It's just that the seesaw swings in the direction of P1 more often. If both players are going for a megaturn and they shuffle identically, P1 has a clear advantage.
This is also true with splits. P1 can open X/Fool's Gold (where X is say Great Hall to not overcomplicate things) and still get 5 of them while if P2 does that he can only get 4.
Dominion is often about dominance, unsurprisingly. It's much easier for P1 to dominate P2 than the other way around because it's easier to win splits. If we take an exponential approach where on the first turn you can get 1X, 2 on the 2nd turn etc, it will go like this: P1 gets 1, P2 gets 1, P1 gets 2, P2 gets 2, P1 gets 4, pile is empty. Result: P1 had 7, P2 has 3.

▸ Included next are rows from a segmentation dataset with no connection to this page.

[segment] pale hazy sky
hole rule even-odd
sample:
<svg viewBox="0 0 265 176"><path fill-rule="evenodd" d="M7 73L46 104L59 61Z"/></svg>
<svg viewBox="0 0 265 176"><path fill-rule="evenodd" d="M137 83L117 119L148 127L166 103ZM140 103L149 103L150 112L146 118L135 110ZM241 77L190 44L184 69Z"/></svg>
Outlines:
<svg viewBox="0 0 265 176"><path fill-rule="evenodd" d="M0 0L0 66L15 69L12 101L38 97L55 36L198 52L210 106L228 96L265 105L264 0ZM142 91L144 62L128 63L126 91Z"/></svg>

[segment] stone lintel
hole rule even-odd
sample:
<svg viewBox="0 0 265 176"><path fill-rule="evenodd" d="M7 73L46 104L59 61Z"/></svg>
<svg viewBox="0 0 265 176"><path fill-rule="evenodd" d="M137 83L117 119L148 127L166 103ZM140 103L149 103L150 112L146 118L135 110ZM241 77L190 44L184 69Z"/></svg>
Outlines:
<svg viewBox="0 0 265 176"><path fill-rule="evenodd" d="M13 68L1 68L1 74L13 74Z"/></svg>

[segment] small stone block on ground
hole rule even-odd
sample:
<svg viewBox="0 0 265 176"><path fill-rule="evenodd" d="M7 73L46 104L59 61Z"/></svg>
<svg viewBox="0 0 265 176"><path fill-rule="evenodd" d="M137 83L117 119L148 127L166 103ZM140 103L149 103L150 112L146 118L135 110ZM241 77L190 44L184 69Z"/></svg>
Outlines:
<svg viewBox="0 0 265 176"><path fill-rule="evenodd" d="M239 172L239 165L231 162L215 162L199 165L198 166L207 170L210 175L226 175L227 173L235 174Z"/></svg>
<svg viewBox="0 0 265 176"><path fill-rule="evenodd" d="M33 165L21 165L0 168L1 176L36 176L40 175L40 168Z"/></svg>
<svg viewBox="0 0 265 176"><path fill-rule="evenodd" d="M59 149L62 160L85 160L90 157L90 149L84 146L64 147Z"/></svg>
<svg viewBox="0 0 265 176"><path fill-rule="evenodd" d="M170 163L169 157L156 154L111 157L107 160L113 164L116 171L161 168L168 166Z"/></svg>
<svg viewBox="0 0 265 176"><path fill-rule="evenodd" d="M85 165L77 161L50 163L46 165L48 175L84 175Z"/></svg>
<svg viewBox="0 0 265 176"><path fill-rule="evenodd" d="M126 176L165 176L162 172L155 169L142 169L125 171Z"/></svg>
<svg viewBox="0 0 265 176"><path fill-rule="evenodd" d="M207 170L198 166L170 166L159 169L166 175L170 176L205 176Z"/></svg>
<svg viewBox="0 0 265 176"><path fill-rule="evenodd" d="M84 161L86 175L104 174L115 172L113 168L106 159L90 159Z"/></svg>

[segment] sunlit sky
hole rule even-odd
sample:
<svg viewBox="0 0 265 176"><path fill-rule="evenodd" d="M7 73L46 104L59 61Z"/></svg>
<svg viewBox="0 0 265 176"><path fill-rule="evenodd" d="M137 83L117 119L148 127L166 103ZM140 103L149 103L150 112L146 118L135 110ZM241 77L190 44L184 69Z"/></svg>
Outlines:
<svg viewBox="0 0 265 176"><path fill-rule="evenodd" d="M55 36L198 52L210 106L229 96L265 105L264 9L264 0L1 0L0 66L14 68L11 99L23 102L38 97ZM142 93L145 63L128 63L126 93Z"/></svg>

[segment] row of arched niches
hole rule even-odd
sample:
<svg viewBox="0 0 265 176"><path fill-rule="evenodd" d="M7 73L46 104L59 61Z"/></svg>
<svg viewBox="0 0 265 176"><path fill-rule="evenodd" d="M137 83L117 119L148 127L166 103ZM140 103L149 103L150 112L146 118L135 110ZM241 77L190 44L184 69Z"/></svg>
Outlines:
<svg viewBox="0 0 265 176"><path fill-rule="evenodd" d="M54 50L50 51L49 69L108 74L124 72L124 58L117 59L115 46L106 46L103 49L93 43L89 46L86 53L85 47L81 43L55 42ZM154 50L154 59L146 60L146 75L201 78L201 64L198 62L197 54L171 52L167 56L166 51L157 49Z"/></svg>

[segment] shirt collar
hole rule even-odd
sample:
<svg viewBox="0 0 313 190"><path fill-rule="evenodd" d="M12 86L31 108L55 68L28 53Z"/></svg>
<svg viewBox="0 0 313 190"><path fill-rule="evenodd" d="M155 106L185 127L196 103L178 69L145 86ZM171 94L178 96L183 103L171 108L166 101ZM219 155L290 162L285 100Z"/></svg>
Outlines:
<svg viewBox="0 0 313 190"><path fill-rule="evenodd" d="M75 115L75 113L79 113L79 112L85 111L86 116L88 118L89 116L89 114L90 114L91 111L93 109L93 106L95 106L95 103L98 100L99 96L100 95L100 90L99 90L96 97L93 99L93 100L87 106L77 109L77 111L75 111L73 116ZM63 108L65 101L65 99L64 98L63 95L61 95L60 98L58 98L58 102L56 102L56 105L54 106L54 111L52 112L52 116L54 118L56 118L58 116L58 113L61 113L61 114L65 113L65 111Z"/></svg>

This may be oversimplifying a bit, but you get the idea. The piles are not deep enough for P2 to catch up if the gaining is non-linear (1 per turn max).
It would be fun to see games with the following rule: if a pile is emptied on P1's turn, P2 may still buy cards from that pile, but just uses some placeholders for that card.
For example you can use Gardens (if they're not in the kingdom themselves) as placeholders for Provinces etc. Of course in an online setting you don't need physical placeholders and can just create copies out of thin air.
Alternatively, you can do a blind bid for first player. Both players just "write down" a number of VPs they think going first is worth. Whoever writes down the highest number goes first, obviously. But the second player gets the amount of VPs offered by the winner. You could also give P2 the average of both bids (rounded up or down) so both players can't undervalue P1's worth. You wouldn't want to offer just 1 VP, have the other offer 9 VP and only get 5 VP as compensation instead of 9. Players do this after seeing the board.
I don't know how this works in multiplayer, but I'm just focusing on 2P here, because that's easiest and most "pro" games where it matters are 2P anyway.